Тогда причина не в Генте.

----------

## TuLiss

Ну я так ставил на 600 машин разной конфигурации =)

и так:

когда система настроенна и вы в chroot, выйдете отмонтируйте proc и dev, заходите сново в chroot очистете tmp и прочий мусор (например distfiles, лучше его потом как зеркало выложить)

и далее tar cvjpf /backup_stage4.tar.bz2 / --exclude backup_stage4.tar.bz2

Далее записаваем на винт, cdrom или еще куда.

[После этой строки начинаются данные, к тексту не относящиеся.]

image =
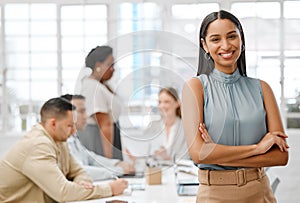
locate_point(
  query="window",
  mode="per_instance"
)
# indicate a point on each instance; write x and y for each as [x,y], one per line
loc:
[31,51]
[83,27]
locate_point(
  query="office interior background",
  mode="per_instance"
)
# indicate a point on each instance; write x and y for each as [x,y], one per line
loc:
[43,45]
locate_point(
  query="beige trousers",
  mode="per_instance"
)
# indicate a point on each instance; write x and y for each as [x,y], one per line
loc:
[256,191]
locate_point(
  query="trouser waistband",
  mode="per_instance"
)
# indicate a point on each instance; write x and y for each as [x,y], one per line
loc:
[238,177]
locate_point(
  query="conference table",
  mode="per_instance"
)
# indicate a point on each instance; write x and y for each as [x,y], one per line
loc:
[141,192]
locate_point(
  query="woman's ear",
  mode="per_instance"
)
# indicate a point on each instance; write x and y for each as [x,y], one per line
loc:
[204,45]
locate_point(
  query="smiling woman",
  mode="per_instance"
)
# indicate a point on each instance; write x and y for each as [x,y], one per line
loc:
[231,121]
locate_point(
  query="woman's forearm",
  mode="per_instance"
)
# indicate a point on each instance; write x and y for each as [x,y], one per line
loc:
[274,157]
[212,153]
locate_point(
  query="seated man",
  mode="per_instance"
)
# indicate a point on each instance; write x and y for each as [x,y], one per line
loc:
[39,167]
[97,166]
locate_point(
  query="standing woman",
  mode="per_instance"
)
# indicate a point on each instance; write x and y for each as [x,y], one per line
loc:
[174,143]
[102,134]
[243,131]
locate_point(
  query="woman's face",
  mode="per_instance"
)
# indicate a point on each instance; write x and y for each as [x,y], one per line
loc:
[167,104]
[223,42]
[107,67]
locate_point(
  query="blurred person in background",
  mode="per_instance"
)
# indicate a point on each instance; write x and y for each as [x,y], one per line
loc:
[102,133]
[39,167]
[97,166]
[166,136]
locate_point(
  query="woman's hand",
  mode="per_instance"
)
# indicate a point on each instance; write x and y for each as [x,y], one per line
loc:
[270,139]
[162,152]
[118,186]
[204,134]
[86,185]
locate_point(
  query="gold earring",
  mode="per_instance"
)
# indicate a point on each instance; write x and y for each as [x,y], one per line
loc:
[98,69]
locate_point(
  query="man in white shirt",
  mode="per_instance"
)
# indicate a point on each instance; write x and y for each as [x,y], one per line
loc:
[97,166]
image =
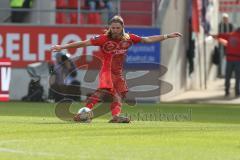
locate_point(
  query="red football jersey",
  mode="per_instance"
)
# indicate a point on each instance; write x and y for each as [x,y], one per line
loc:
[233,47]
[114,54]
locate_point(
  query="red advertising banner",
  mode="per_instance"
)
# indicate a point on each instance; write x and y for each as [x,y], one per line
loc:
[28,44]
[5,77]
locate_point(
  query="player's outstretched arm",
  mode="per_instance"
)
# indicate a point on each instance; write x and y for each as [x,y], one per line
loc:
[158,38]
[78,44]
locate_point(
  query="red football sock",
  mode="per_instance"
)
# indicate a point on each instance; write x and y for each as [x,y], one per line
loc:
[115,108]
[92,101]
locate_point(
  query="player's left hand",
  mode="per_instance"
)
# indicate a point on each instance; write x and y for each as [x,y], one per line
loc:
[174,35]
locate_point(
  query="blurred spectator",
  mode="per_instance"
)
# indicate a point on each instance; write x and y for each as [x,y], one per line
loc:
[224,27]
[19,16]
[35,91]
[94,5]
[63,76]
[232,43]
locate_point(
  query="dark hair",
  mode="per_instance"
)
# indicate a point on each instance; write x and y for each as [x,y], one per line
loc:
[238,29]
[117,19]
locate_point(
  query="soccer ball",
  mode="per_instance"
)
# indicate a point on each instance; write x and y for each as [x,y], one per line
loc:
[84,115]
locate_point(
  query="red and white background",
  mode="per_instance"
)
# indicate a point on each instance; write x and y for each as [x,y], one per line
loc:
[28,44]
[5,77]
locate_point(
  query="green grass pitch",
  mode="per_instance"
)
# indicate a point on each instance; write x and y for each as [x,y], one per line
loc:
[31,131]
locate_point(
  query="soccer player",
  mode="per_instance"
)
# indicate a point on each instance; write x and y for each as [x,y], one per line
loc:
[114,44]
[231,41]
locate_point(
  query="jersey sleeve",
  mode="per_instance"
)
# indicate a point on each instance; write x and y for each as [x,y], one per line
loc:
[135,38]
[97,40]
[224,36]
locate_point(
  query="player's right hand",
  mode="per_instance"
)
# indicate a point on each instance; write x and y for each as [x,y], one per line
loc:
[56,48]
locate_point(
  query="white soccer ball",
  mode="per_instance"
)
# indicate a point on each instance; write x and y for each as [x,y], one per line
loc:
[85,114]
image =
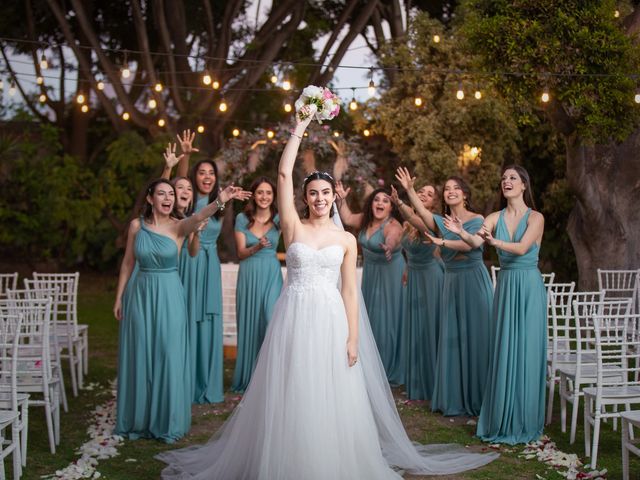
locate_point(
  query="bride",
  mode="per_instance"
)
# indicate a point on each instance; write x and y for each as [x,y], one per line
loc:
[318,405]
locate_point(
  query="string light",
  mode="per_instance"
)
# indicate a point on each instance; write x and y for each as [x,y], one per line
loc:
[353,105]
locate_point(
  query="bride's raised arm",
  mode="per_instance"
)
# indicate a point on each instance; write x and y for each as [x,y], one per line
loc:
[286,206]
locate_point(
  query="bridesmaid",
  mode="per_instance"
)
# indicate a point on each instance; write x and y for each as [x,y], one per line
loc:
[257,235]
[513,407]
[383,267]
[422,300]
[206,334]
[154,384]
[467,296]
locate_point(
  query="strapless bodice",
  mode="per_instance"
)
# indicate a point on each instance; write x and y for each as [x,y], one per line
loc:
[308,268]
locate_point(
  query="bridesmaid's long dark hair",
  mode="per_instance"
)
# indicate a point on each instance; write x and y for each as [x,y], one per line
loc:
[528,191]
[216,185]
[251,207]
[464,186]
[147,211]
[367,211]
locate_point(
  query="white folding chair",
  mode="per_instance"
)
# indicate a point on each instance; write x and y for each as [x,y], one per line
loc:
[494,275]
[573,376]
[559,336]
[8,281]
[73,337]
[33,291]
[35,373]
[11,414]
[629,419]
[615,383]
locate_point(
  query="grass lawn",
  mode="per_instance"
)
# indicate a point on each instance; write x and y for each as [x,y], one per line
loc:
[136,457]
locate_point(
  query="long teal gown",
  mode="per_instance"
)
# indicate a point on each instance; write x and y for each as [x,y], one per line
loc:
[422,305]
[382,293]
[513,409]
[258,288]
[466,328]
[205,334]
[154,385]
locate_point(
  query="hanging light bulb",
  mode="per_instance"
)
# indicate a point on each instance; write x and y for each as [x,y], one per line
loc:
[125,72]
[353,105]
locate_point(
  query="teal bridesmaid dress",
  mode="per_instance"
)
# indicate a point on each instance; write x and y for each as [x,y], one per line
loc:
[466,328]
[154,385]
[513,409]
[258,288]
[205,333]
[422,305]
[382,292]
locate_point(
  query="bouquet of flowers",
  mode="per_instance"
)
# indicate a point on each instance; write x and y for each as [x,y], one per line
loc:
[327,103]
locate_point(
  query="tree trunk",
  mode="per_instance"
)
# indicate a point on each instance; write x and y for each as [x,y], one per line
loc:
[604,226]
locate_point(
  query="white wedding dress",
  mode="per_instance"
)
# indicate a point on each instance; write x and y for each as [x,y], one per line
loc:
[306,414]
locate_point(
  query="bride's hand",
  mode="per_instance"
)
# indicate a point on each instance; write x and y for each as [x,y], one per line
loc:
[352,352]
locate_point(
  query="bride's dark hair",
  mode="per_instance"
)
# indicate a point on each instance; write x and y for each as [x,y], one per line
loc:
[317,175]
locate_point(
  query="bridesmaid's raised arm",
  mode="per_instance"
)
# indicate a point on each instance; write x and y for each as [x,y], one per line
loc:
[286,206]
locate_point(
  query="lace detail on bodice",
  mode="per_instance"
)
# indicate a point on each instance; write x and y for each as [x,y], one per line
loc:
[308,268]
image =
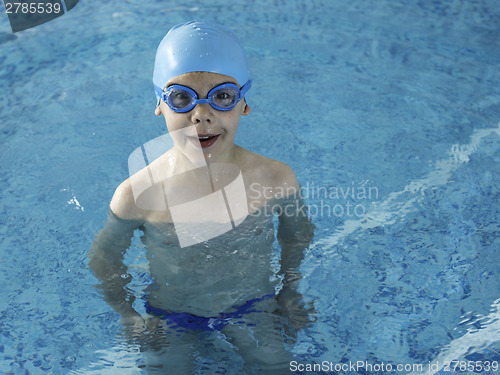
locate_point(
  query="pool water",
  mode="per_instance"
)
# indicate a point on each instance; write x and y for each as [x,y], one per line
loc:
[388,112]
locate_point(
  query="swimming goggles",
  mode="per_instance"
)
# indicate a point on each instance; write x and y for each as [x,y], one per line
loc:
[223,97]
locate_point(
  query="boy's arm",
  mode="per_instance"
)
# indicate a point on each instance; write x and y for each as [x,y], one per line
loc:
[106,258]
[295,233]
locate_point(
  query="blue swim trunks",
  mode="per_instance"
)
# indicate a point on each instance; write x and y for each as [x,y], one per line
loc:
[190,321]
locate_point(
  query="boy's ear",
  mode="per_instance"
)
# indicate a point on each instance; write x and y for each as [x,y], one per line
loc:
[158,111]
[246,110]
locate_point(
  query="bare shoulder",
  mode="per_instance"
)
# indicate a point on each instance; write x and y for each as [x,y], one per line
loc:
[123,203]
[269,173]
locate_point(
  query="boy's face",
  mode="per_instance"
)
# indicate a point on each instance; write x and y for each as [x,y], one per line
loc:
[215,129]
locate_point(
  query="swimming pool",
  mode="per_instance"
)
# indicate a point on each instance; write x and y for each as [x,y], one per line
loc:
[389,113]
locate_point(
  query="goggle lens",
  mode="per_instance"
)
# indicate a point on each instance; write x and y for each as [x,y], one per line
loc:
[223,97]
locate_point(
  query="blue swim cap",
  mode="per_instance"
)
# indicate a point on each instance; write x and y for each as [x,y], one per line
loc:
[199,46]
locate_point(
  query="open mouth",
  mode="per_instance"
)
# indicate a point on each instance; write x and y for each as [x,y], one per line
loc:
[204,140]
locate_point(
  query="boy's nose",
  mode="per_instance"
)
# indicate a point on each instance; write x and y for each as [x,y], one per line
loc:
[202,113]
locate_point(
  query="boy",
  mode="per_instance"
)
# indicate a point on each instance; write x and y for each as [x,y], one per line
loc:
[209,241]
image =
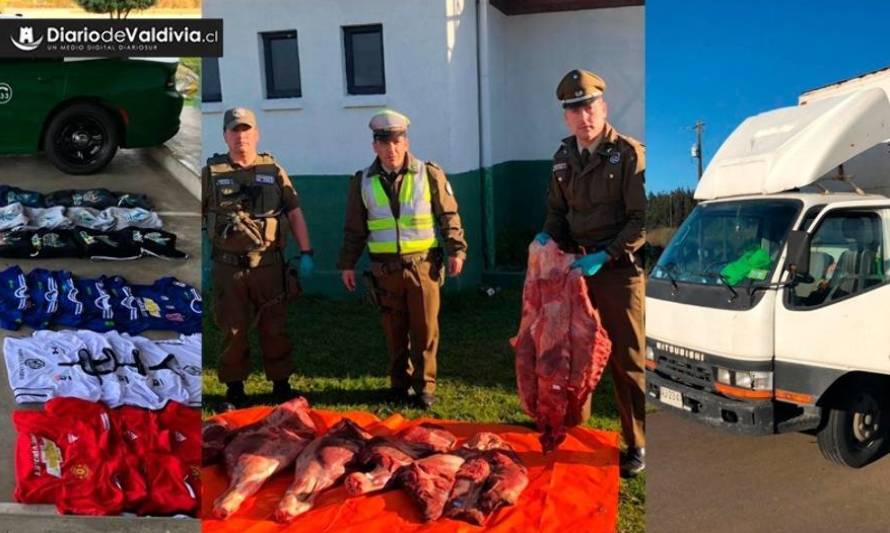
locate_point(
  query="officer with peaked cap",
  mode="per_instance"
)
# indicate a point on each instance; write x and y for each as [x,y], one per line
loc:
[394,207]
[595,207]
[245,195]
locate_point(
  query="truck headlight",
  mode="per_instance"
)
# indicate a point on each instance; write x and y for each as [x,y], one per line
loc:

У меня такой оброззанимает порядком 2.3 gb =) (со всем необходимом)

ну а на другой машине, копируем на чистый винт и распаковываем

tar xvjpf backup_stage4.tar.bz2 -C /mnt/gentoo

----------

## lefsha

 *blackbumer wrote:*   

> собери ядро через genkernel

 

Зачем????

----------

## _Sir_

 *lefsha wrote:*   

>  *blackbumer wrote:*   собери ядро через genkernel 
> 
> Зачем????

 Для большей маньячности. Без него -- не круто!   :Laughing: 

----------

## Ivanich_

 *SerjVarshavskiy wrote:*   

> Поставил gentoo, всё настроил
> 
> но ставить и компилить всё заного на другом комп нет желания
> 
> поэтому подключил диск со второго компа, загрузился с livecd и скопировал
> ...

 

У мння была подобная проблема, решилось созданием  :Very Happy:   в корневуха директории sys(которая не скопировалась по понятным причинам), и второе-подлый udev жестко приписал по мак-адресу сетевую компа с которого копировалось в eth0, а вторая была eth1 - и сеть естественно не хотела подыматься.

----------

## ITT_rus

Заранее извиняюсь, если чушь сморожу, сам еще нуб.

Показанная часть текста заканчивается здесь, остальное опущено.